The company says it has yielded benefit in terms of less lead time, high enquiry tracking, better accessibility, providing unique experience to customers and serving them in a targeted manner.
“We are in a process to improve our connect with millennials in India with a strong social media presence. We are the only company which has also started online booking last year,” says Anand, adding that it helps the prospective buyer to choose the car and dealership online.
For the average car buyer, Anand says, time is divided between home, office and car. “We are not only looking at the product but the entire relationship with the car. We want to make this third space exciting for customers.”
With the economy maturing, the company sees a changing consumer behaviour in India that is marked by a growing preference towards SUVs from smaller cars. With 25 per cent sales coming from SUVs last year aided by brands like Creta, HMIL plans to add models to the segment even as it banks on the likes of Elantra and Verna to keep up the excitement in compact cars.
“We are value seekers, and in India the price-value equation is unique. The average ticket size is probably the lowest in the world, but to win the race quality can’t be compromised,” says Anand.
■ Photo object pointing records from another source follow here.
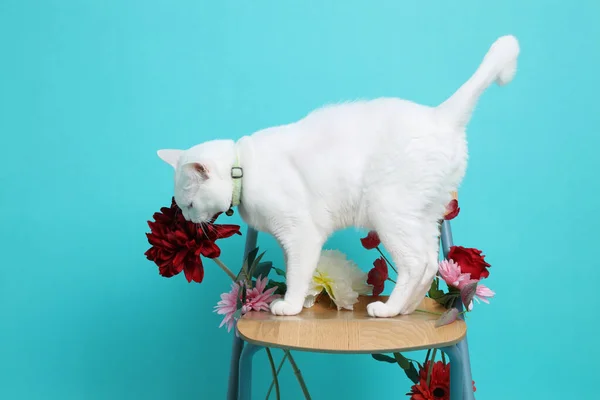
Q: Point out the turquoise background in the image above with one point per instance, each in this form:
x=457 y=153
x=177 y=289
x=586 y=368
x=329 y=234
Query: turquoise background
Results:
x=91 y=89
Car sales in India clocked over 3.2 million units in 2017, with the domestic market reporting a growth of 8.85 per cent. In the passenger vehicle segment, SUVs attracted highest growth. HMIL recorded domestic sales of 5.27 lakh units with a growth of 5.4 per cent, while its contribution to Hyundai Motor Company grew to 15 per cent, as compared to 13.6 per cent in 2016.
While Maruti Suzuki retains a lion’s share as the market leader (49.6 per cent) in the Indian passenger vehicle space, HMIL comes second with 12.33 per cent share, according to Siam figures for 2017.
To stress the company’s modern premium positioning, Anand says HMIL is also focusing on electric vehicles by building capability for mass production.
Saurabh Jain, associate vice-president, research (equity), SMC Global Securities, points out that with Kia Motors—a sister concern of Hyundai which is set to launch in India next year—the latter is positioning itself as a more premium player with plans to relaunch brands like Santro. Jain agrees that both Maruti and HMIL are mass market companies. But while Maruti scores high in terms of affordability, after sales maintenance and second-hand market, Hyundai provides greater driving pleasure albeit with higher after sales costs. “The comfort of Hyundai cars is superior, so there is no harm in taking it up a notch for acceptance. Maruti opened Nexa, which created premium ceilings that did not cater to the mass. But Hyundai intends to give a premium appeal to every buyer through marketing initiatives.”